It is a "shame on humanity," especially when the UN's Food and Agricultural Organization (FAO) calculates that our planet could feed twice the current population of 6 billion if there were better food distribution, the UN's Special Rapporteur on the Right to Food, Jean Ziegler told a press conference.

He blamed the fact that half of the hungry live on already degraded land, spreading desertification, the "massive underfunding" of UN feeding programmes, especially in Africa, and continued "dumping" of food produced in Europe and the United States with $349 billion in annual subsidies.

"African agriculture is objectively ruined by agricultural dumping by OECD countries," said Mr. Ziegler, a Swiss university professor, referring to the Organization of Economic Co-operation and Development (OECD), that includes some 70 developed countries. "It is a shame on humanity that in a world that is richer than ever before, 6 million children should die of malnutrition and related illnesses before they reach the age of five," he said, noting that in 2005 there were 11 million more hungry than in the previous year.

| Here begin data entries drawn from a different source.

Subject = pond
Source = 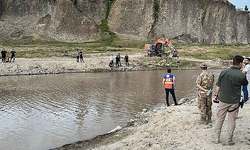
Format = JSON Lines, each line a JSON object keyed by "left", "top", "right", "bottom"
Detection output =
{"left": 0, "top": 69, "right": 221, "bottom": 150}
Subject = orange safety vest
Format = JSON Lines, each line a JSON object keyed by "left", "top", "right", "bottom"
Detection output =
{"left": 163, "top": 74, "right": 174, "bottom": 89}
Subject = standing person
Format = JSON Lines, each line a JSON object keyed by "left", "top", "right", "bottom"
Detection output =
{"left": 196, "top": 63, "right": 214, "bottom": 124}
{"left": 118, "top": 53, "right": 121, "bottom": 66}
{"left": 242, "top": 57, "right": 250, "bottom": 101}
{"left": 124, "top": 54, "right": 129, "bottom": 67}
{"left": 176, "top": 57, "right": 181, "bottom": 68}
{"left": 76, "top": 49, "right": 79, "bottom": 62}
{"left": 10, "top": 48, "right": 16, "bottom": 62}
{"left": 212, "top": 55, "right": 248, "bottom": 145}
{"left": 79, "top": 50, "right": 84, "bottom": 63}
{"left": 1, "top": 48, "right": 7, "bottom": 62}
{"left": 1, "top": 48, "right": 4, "bottom": 62}
{"left": 115, "top": 54, "right": 119, "bottom": 68}
{"left": 162, "top": 69, "right": 178, "bottom": 106}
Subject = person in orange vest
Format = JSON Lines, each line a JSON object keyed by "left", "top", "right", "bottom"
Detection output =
{"left": 162, "top": 69, "right": 178, "bottom": 106}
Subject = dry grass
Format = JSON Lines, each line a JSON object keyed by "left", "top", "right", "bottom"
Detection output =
{"left": 0, "top": 37, "right": 249, "bottom": 60}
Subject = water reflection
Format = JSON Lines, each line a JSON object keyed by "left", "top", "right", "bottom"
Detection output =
{"left": 0, "top": 69, "right": 220, "bottom": 150}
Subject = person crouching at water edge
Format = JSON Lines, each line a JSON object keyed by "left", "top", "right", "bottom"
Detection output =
{"left": 162, "top": 69, "right": 178, "bottom": 106}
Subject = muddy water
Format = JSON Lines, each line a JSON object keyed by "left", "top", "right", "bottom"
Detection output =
{"left": 0, "top": 70, "right": 220, "bottom": 150}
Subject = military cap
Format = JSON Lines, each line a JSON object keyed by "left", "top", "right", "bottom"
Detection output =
{"left": 200, "top": 63, "right": 207, "bottom": 68}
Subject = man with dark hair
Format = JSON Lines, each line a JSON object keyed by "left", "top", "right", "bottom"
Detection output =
{"left": 196, "top": 63, "right": 214, "bottom": 124}
{"left": 115, "top": 54, "right": 119, "bottom": 68}
{"left": 76, "top": 49, "right": 79, "bottom": 62}
{"left": 242, "top": 57, "right": 250, "bottom": 101}
{"left": 1, "top": 48, "right": 7, "bottom": 62}
{"left": 162, "top": 69, "right": 178, "bottom": 106}
{"left": 79, "top": 50, "right": 84, "bottom": 63}
{"left": 10, "top": 48, "right": 16, "bottom": 62}
{"left": 212, "top": 55, "right": 248, "bottom": 145}
{"left": 124, "top": 54, "right": 129, "bottom": 67}
{"left": 118, "top": 53, "right": 121, "bottom": 66}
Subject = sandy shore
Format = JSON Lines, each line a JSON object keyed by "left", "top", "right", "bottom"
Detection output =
{"left": 0, "top": 53, "right": 147, "bottom": 76}
{"left": 53, "top": 99, "right": 250, "bottom": 150}
{"left": 0, "top": 52, "right": 229, "bottom": 76}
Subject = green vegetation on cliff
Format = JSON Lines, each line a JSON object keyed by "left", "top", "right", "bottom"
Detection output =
{"left": 198, "top": 0, "right": 208, "bottom": 9}
{"left": 99, "top": 0, "right": 116, "bottom": 45}
{"left": 148, "top": 0, "right": 160, "bottom": 38}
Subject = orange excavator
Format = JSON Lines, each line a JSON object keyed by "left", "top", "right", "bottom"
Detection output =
{"left": 144, "top": 38, "right": 178, "bottom": 57}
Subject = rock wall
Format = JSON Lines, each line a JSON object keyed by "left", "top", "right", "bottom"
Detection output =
{"left": 73, "top": 0, "right": 107, "bottom": 24}
{"left": 202, "top": 0, "right": 237, "bottom": 44}
{"left": 45, "top": 0, "right": 100, "bottom": 42}
{"left": 109, "top": 0, "right": 250, "bottom": 44}
{"left": 0, "top": 0, "right": 103, "bottom": 42}
{"left": 236, "top": 11, "right": 250, "bottom": 44}
{"left": 152, "top": 0, "right": 203, "bottom": 43}
{"left": 0, "top": 0, "right": 249, "bottom": 44}
{"left": 108, "top": 0, "right": 154, "bottom": 40}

Because hunger is primarily a rural problem – about 80 per cent of the hungry live in the countryside – he said there needs to be "massive investment" in these areas. "Without adequate investment in small-scale irrigation and small-scale agriculture, there is little hope of eradicating hunger," he told the General Assembly's Third Committee on Wednesday.

He also called for "international protection" of the growing numbers of people forced to flee their lands for environmental reasons but lamented that such protection of "‘ecological refugees' or ‘environmental migrants' is currently as inadequate as the low level of investment addressing the root cause of environmental migration."

During a September trip to Lebanon he said he found that Israel had caused "absolutely horrible" damage to the country's infrastructure, agriculture and fisheries that will have long-term effects on food, water and livelihoods for more than a million Lebanese. He "recommended that Israel be held responsible under international law for any violation of the right to food" and that it "comply with its obligations" to pay reparations and compensation for on-going losses due to the disruption of livelihoods.

It has been estimated it will take 7 or 8 years to clear the 1.2 million unexploded Israeli cluster bombs that litter the southern Lebanese countryside, he noted. The Lebanese Government has said it plans to take Israel to the International Court of Justice and possibly to other international courts.

In a report to the Third Committee, Mr. Ziegler also said that "central to the protection" of the right to food is that there be "access to justice" when this right is violated.